Quand la Mecque devient Meccahattan

Dans la perspective d’une sortie du pétrole, l’Arabie Saoudite tente d’augmenter les rentrées issues du pèlerinage qui rapporterait déjà près de 40 milliards de dollars par an. Stocklib/Jasmin Merdan
La doctrine wahhabite prône la destruction du patrimoine islamique par haine de l’idolâtrie. Visant désormais le tombeau du prophète, elle poursuit la transformation des lieux saints en un vaste parc immobilier tandis que la communauté musulmane n’ose protester.

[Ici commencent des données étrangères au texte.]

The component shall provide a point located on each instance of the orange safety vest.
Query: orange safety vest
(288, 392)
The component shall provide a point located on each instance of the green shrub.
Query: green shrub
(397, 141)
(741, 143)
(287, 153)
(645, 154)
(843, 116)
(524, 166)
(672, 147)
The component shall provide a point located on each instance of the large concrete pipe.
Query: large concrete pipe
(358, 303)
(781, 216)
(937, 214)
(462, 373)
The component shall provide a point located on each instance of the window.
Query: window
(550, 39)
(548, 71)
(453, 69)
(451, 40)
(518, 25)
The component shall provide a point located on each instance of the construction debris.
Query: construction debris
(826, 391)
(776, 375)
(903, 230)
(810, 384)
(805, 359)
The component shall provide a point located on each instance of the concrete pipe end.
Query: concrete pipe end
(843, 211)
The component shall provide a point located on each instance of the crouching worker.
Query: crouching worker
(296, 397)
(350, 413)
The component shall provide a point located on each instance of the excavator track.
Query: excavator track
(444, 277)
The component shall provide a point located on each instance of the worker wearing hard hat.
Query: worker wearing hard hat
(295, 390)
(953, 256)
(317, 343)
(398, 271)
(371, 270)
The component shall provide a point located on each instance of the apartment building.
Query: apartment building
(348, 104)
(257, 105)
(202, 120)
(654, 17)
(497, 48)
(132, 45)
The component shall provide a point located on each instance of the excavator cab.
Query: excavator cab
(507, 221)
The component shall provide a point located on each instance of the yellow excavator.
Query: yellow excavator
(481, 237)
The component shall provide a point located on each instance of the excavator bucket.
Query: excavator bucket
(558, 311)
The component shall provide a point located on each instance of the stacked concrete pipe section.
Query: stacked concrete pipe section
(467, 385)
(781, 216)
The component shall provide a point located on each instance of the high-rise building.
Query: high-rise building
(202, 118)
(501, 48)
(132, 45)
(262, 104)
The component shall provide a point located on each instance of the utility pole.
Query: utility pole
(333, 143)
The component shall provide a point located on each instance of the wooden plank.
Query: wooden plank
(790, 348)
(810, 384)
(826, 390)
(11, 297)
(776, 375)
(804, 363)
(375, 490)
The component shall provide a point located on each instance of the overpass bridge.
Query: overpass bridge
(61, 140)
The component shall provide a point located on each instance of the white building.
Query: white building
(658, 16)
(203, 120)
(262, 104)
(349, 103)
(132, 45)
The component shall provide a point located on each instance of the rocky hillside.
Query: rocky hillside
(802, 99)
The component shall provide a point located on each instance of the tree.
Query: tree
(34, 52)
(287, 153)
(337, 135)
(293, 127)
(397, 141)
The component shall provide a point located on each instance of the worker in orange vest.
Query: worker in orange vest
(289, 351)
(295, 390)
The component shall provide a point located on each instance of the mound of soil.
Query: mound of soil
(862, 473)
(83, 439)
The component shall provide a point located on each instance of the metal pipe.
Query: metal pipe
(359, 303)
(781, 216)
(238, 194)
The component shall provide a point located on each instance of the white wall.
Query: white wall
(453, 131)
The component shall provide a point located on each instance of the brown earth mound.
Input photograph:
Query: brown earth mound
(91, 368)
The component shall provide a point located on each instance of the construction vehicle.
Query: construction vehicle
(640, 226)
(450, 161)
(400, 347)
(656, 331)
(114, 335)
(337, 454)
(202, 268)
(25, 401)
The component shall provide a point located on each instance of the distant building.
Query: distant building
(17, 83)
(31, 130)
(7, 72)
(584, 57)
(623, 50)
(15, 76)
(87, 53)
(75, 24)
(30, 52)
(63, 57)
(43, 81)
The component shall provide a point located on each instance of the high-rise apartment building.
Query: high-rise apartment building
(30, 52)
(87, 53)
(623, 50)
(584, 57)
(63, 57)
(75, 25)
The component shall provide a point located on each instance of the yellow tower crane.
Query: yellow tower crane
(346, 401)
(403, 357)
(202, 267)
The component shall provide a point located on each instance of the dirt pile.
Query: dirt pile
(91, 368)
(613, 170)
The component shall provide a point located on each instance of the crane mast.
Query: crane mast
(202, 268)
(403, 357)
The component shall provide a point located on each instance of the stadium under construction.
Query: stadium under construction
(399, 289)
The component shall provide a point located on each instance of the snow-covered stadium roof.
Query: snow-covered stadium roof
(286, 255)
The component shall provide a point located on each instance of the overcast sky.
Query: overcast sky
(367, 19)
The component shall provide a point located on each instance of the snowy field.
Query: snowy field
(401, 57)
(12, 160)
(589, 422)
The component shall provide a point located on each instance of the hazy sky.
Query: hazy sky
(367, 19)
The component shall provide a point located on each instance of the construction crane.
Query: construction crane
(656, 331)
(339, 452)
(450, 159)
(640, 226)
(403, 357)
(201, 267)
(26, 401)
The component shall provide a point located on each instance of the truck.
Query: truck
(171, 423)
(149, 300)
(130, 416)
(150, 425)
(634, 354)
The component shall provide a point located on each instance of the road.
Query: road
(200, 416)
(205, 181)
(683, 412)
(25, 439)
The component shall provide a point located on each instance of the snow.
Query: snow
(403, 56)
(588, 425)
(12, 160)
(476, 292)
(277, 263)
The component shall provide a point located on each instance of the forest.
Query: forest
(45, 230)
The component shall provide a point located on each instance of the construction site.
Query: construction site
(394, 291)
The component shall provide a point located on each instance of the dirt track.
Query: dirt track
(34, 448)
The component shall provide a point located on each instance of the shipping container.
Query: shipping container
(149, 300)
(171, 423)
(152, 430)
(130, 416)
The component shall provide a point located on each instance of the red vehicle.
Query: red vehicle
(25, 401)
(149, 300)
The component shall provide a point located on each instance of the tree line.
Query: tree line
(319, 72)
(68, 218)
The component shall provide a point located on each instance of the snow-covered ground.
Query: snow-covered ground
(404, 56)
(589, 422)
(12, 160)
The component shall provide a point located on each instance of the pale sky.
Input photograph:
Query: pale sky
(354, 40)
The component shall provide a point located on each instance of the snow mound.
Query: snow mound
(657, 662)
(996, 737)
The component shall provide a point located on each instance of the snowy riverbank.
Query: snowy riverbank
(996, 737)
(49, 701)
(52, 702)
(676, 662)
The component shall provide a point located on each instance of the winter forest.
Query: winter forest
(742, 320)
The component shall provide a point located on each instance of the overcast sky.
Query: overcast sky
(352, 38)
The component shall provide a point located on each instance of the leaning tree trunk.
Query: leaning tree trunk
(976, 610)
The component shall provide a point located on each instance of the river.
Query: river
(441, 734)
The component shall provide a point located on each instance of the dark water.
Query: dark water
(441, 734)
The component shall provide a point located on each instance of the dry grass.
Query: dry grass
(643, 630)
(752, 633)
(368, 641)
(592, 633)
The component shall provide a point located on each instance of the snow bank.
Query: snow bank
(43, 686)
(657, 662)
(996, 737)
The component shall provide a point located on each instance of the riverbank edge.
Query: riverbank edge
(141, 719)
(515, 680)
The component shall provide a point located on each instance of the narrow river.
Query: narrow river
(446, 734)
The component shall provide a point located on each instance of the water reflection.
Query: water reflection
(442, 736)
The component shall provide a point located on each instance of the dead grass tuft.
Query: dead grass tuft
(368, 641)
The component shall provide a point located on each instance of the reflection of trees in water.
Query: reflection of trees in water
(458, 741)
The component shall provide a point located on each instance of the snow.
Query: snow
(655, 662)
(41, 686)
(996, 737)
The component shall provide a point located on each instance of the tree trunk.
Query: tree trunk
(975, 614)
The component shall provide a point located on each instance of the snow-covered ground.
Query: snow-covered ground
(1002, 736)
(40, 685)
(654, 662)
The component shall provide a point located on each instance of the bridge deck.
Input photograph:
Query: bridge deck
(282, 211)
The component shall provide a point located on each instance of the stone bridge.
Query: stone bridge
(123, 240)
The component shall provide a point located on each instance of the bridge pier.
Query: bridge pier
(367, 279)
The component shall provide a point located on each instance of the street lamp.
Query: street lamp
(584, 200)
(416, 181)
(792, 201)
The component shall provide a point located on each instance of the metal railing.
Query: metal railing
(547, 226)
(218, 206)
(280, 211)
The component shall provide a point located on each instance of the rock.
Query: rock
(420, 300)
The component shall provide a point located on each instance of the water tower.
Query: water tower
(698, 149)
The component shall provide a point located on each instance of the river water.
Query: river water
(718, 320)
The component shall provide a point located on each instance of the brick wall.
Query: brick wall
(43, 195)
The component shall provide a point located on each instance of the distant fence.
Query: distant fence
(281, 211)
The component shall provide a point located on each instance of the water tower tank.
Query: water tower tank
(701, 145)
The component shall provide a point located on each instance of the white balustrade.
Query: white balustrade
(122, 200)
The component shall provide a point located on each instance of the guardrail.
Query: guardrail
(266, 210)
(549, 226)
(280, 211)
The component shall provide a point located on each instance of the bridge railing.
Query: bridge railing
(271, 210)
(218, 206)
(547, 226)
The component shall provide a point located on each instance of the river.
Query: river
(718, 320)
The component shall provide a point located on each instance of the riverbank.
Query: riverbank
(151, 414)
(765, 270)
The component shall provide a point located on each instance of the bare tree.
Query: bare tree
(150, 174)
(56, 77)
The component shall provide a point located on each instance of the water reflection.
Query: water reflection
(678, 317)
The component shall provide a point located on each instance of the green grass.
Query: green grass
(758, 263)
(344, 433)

C’est un chantier titanesque, à l’avancée aussi rapide qu’inexorable, qui transforme la Mecque depuis quelques années. À coups de pelles géantes et de pioches, la ville sainte voit ses dernières ruelles étroites et ses maisons chargées d’histoire religieuse partir en poussière et en fumée. Le chantier lancé par le Roi Abdallah pour augmenter les capacités d’accueil de la Mecque, qui doit se terminer en 2017, avance à une vitesse si impressionnante que lorsque les musulmans auront enfin pris la mesure des destructions en cours, il sera trop tard. La spiritualité qui s’élève depuis quatorze siècles de ce lieu unique dans le monde aura disparu sous les hôtels 7 étoiles, les tours orgueilleuses et clinquantes et les enseignes banalisées du commerce international. « À ce stade, nous pensons que près de 95% du patrimoine historique, culturel et religieux de la Mecque a été détruit », assure Irfan El Alawi, le directeur de la Fondation pour la recherche du patrimoine islamique, Mecquois de naissance, profondément attaché à la terre de ses ancêtres et à l’Islam qui y a pris naissance. 

UNE FORÊT DE BÉTON

Ce massacre à la pelleteuse se fait dans une indifférence invraisemblable. Pourtant, en dehors des dénonciations portées sur la place publique par la Fondation, les musulmans dans leur grande majorité ne sont pas heureux de ces destructions. Beaucoup de Marocains, de Tunisiens, de Turcs et de Palestiniens s’indignent de la disparition d’une maison aussi chargée d’histoire que celle de la première femme du prophète, Khadidja. Le Dr Irfan El Alawi se souvient de cet épisode : « Lorsque nous avons appris qu’elle était menacée, nous nous sommes rendus d’urgence à la Mecque. Nous sommes venus avec des architectes, des ingénieurs, des historiens », raconte le Dr Irfan, « les autorités saoudiennes nous avaient donné trois semaines pour creuser à l’endroit de la maison et découvrir ce qui subsistait. Nous avons alors découvert la chambre qui avait vu la naissance de Fatima, la chambre du prophète. Cela était très émouvant ». Mais la proposition de placer une vitre au dessus de cette maison afin de donner aux pèlerins l’occasion de la découvrir a été écartée par les Saoudiens. « Les autorités ont expliqué que cela allait devenir un lieu d’idolâtrie ou ce qu’on appelle ‘Shirq’. » Dépités, les scientifiques ont donc rempli la maison de sable pour la conserver pour des jours futurs, tandis que les autorités ont construit au-dessus les hammams de la grande mosquée. Alors que les regards sont tournés vers la Syrie et l’Irak où les destructions marquent la présence de l’Etat Islamique, les autorités saoudiennes poursuivent à grands pas ce qui ressemble à une destruction systématique de toutes les traces de la vie du prophète. Ainsi, le professeur Dr Ali Ben Abdulaziz al Shabal de l’Université Imam Muhammed Ibn Saud à Riyadh aurait-il programmé, dans un document d’une soixantaine de pages, la destruction à Médine du fameux dôme vert qui abrite le tombeau du prophète, annonçant même que sa dépouille serait déposée dans une fosse commune. 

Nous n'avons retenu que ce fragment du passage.